WoW Girl, this was the best post I have read in along time! From anyone. I am so glad I read it as I am going down into the basement again, to face, "The Octopus." I have spent the last three days encircling it in a plastic bubble, walls and floors. I have spent hours down there, doing this. "FACING THE OCTOPUS." That is the preliminary to the activity that I face: dismantling it. It looks like a sterile field now, laced with hanging lights, and lights on stands. It is quiet down there right now, the WAR about to begin. I have the surgery table equipped with every tool necessary to the removal of the large air ducts, and heating vents. They are overly large, a comment on post WWII, where everything was done in regard to the next frightening world event. Have I ever removed a furnace larger than a car? No, I haven't. Have I thought about it for the last twenty-five years that I have lived in this house?
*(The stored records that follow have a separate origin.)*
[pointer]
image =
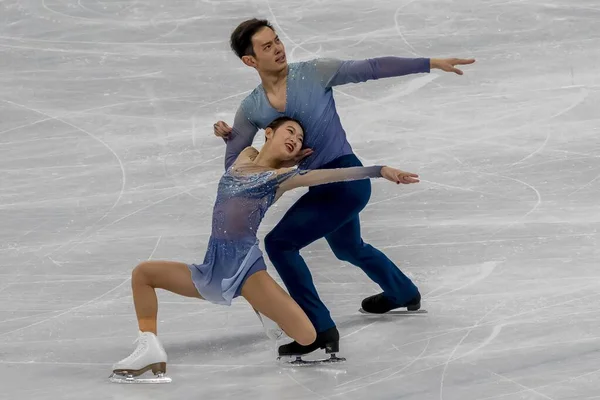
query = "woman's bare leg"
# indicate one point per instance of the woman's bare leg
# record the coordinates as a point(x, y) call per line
point(150, 275)
point(268, 298)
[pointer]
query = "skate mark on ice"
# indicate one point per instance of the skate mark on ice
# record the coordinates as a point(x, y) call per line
point(90, 302)
point(399, 31)
point(395, 367)
point(119, 161)
point(567, 380)
point(304, 386)
point(458, 345)
point(358, 330)
point(486, 270)
point(584, 186)
point(527, 388)
point(537, 204)
point(583, 95)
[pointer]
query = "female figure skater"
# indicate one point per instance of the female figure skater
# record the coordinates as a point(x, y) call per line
point(233, 264)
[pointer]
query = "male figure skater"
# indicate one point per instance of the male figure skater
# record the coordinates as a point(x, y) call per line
point(303, 91)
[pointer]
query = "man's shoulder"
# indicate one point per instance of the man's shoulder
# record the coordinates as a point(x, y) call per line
point(252, 99)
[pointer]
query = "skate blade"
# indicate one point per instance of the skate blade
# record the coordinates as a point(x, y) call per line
point(396, 312)
point(130, 379)
point(297, 361)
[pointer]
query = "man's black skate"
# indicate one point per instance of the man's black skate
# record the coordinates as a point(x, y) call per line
point(328, 340)
point(381, 304)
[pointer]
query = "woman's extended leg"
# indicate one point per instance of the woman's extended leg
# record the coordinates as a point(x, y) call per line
point(268, 298)
point(150, 275)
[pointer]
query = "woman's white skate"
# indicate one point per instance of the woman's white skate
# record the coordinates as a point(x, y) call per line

Yes, too many times. I am at the point where I am tired of thinking about it. That is the point of spiritual resurrection, when we are tired of thinking about something, and willing to do what it takes to face "THE OCTOPUS." I imagine that somehow, I will not return to the steps that lead to the family room upstairs. That I will be trapped and encircled in suffocating plastic, hating myself, and my great ideas. I imagine this and I imagine that. I am solving the control of my mind by stroking and hefting two large hammers, found on the end of a three foot wooden shaft. Sledge Hammers. Doing this makes me feel like Rocky Balboa, and makes me feel like I am not alone, and will not go alone into that dark night of fear. The dogs are out in the van. They do not want to get out of the van. They smell something, and it terrifies them. I threw some bones in there, left the sliding door open, and told them: "You are on your own, you know where I'll be."

Linda Stipe said...

By the way, I was graded on my last semester, as I found a way into the on-line grading system, the method which seems to be regarded as a national secret. I had a hell of a semester, which included reading 32 books. I am sitting in front of my bookcase right now, and just counted the books I was required to read. Three months ago, when faced with this reading list, I started crying, and had an anxiety attack. Not about the number, but about the subjects. Not one subject or author that I would have selected for myself. That was my first experienced of 'faith' in an academic setting. All good reads, and all authors that changed my life. As well, the first day, when I discovered that my professors were trained in Rome, I have never had such certainity that enrolling in school was the biggest mistake of my life. Little did I know, that these professors would make me sound and look like a kitten. Mid-semester, after publically confronting the skin-head "Chad," who was in all of my classes, I thought I was toast. Little did I understand about my professors and the environment that I was in.
I am not an academic, nor am I a theologian, historian, literary critic, nor the basic brillant student. Entering school at 58 was a leap of faith, and a desire to answer the irritating call for personal change and re-entering life. What can I say? Three A's, and they were not expected.